PART VI | LESSON 27: VALIDATE FOR PEOPLE MATERIAL HANDLING ACADEMY
DRIVING QUESTION Is this system safe for the person who works beside it and fixes it at 2 AM?
THINK LIKE THE OPERATOR
  1. Where do I stand all shift, and what's moving next to me while I do?
  2. Where do I reach in to clear a jam, and what's got my glove if I do?
  3. Where am I at 2 AM when the line's down and I'm the only one in the building?
  4. Can I reach the disconnect from the floor without a ladder, and lock it out by myself?
  5. If I'm working under this run, is anything going to fall on me?
  6. If I open this gate, does the cell actually stop, or is that just a limit switch?
  7. Am I close enough to a pull cord to grab it before the belt takes more than my glove?

The Five Categories, Every Project

Underside

Belt and roller protection wherever an operator has access below the unit.

Pull Cords

E-stops along any run an operator can reach.

Caging

Around automated cells and robotic equipment.

Bearings + Shafts

Covers and guards at every drive location.

Pinch Points

Wherever a hand, a glove, or a sleeve can get caught.

THE CORRECTION

There's no universal height that exempts a conveyor from underside guarding.
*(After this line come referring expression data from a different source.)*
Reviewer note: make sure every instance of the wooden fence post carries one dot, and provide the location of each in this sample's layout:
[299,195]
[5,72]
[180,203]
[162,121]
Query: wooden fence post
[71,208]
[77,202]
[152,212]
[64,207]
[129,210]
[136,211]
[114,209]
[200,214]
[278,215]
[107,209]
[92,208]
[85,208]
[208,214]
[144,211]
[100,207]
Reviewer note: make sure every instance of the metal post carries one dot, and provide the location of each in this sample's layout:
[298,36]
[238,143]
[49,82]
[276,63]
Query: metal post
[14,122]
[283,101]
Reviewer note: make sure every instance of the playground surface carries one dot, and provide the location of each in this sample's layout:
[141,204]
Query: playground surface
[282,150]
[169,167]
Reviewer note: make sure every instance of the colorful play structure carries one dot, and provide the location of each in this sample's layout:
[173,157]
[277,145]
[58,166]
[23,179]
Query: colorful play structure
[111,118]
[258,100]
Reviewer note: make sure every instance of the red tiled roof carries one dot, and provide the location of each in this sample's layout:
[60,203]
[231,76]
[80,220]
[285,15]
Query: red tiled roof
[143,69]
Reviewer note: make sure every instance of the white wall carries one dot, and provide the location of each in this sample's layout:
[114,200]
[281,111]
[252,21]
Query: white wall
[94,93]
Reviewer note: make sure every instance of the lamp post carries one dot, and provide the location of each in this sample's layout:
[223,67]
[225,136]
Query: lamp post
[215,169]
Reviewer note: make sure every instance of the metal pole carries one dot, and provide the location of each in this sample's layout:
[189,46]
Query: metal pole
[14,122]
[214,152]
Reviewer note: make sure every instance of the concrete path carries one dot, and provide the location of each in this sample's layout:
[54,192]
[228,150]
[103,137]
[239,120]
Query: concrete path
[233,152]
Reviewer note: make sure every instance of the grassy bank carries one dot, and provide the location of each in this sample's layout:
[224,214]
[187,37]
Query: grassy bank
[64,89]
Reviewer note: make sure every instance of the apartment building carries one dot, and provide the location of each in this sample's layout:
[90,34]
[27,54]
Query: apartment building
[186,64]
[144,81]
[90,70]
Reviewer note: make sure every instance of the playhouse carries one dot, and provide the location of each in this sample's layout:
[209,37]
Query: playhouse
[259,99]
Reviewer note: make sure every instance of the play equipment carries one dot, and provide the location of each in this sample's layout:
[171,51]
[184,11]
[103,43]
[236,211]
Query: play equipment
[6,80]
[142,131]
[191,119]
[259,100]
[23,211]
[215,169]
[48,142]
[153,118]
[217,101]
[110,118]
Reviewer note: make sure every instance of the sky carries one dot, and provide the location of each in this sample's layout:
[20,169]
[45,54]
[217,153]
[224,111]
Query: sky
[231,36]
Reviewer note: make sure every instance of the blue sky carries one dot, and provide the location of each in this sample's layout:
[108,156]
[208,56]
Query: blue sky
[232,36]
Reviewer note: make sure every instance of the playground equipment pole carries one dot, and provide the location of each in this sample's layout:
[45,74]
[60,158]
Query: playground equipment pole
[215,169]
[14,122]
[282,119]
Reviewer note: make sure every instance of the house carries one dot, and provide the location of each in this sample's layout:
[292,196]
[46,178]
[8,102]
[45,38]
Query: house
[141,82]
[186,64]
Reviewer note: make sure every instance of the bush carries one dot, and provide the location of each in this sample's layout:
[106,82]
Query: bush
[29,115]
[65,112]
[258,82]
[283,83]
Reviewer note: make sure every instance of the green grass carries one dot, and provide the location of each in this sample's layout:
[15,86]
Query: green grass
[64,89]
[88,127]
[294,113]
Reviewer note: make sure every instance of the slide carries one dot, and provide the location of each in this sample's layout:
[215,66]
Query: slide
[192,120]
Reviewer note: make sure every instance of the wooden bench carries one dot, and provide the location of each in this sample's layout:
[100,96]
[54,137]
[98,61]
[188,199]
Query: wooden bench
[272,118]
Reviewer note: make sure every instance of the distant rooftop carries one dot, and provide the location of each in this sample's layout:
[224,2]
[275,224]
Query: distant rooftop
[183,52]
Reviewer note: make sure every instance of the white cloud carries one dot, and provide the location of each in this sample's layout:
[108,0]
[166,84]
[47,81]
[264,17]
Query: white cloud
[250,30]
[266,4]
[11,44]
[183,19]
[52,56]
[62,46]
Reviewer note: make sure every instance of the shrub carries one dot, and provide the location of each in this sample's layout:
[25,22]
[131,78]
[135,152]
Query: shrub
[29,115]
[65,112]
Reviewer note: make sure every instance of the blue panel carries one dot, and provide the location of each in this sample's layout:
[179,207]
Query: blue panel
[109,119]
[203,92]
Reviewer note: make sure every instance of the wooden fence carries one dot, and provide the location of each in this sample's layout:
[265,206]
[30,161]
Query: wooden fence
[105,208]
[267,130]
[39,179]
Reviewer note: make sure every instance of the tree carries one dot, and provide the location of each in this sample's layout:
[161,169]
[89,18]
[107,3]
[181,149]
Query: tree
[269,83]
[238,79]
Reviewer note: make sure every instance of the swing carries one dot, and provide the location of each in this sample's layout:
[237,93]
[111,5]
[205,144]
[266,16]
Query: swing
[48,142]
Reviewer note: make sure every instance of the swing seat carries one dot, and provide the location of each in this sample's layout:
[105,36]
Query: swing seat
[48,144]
ASME B20.1 sets the duty by exposure: guard wherever falling material or a reach-in could endanger someone below, regardless of mounting height. The 6 ft 8 in figure is an overhead clearance minimum, not an exemption, and OSHA's 7-foot rule is for exposed power-transmission parts, not conveyor belly pans.

DESIGN PRINCIPLE Guard by exposure, not by a number.